That's why I am so excited that there are now so many ways to target your core without even bending over or holding up anything. The best part? I am talking about exercises you can do anywhere!!

So today I will be reviewing some exercises that target your lower abs and upper abs (your obliques).

Lower Ab Exercises (your "core") include: squats, planks, side planks and high knees. Upper Ab Exercises (your "core") include: reverse crunches and dead bugs.

These exercises seem pretty straight forward but they are surprisingly hard to do correctly. I get emails all the time from people who struggle with these exercises because they keep giving up because they don't think they can do them correctly. So let me give you some tips for how to do each of these exercises correctly!

In my next post I will talk about what equipment you need for each exercise and give examples of different techniques for each exercise but for now here is an outline of the post:

Section 1: Do squats. Section 2: Do planks. Section 3: Do side planks. Section 4: Do high knees Section 5: Do reverse crunches Section 6: Do dead bugs Section 7: Do flutter kicks Section 8 :Do mountain climbers Section 9 :Do jumping jacks Section 10 :Do Russian twists Takeaway 1; If you want to lose belly fat

Belly Fat Exercises

Do squats

Squats are a good exercise to lose belly fat. They work the lower body, so they're an excellent choice if you want to get rid of those love handles and fluff around your midsection. You can do squats while standing up or sitting down, but it's important that you have solid form and don't lean forward or back too much during the exercise. If you're using weights, make sure not to arch your back so much—that will hurt!

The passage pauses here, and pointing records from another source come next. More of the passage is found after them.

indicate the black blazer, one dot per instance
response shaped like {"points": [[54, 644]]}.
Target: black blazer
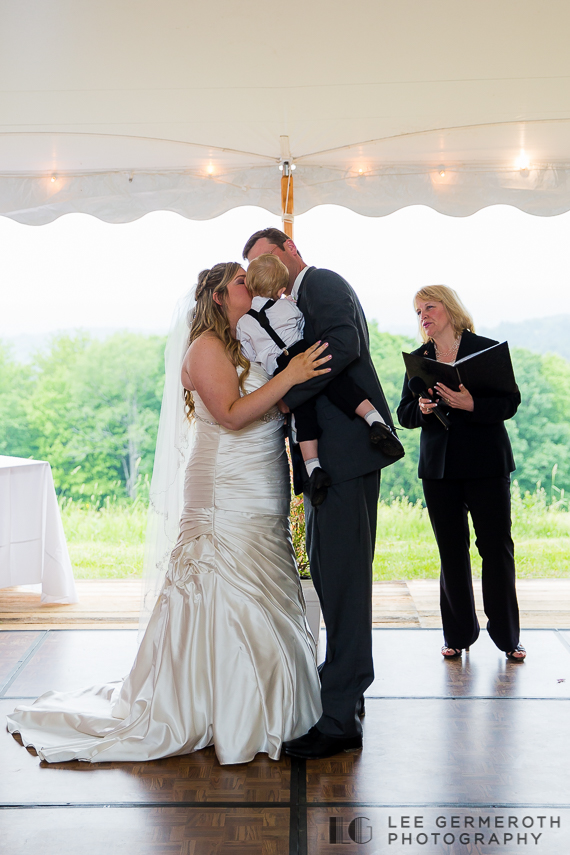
{"points": [[477, 444], [333, 313]]}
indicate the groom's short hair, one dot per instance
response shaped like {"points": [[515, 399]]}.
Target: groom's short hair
{"points": [[274, 236]]}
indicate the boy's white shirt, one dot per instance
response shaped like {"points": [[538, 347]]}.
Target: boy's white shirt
{"points": [[287, 321]]}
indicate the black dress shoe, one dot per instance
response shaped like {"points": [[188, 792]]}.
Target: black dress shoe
{"points": [[385, 438], [319, 482], [315, 744]]}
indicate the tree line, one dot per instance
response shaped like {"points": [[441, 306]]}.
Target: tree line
{"points": [[91, 409]]}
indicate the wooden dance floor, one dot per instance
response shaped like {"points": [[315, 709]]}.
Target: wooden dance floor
{"points": [[468, 756]]}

Squats can be done with or without a barbell; however, if weight training is new territory for you or if there are other concerns (like recovering from surgery), start out by using only bodyweight exercises first until ready for heavier loads later on down the line

Do side planks

Side planks are a great exercise to do if you want to build your core muscles. The core is the middle part of your body, and it's responsible for helping you stay upright and balanced.

To do a side plank:

Lie on your left side with one arm extended over head and perpendicular to the ground (as shown above). Be sure not to roll onto your back!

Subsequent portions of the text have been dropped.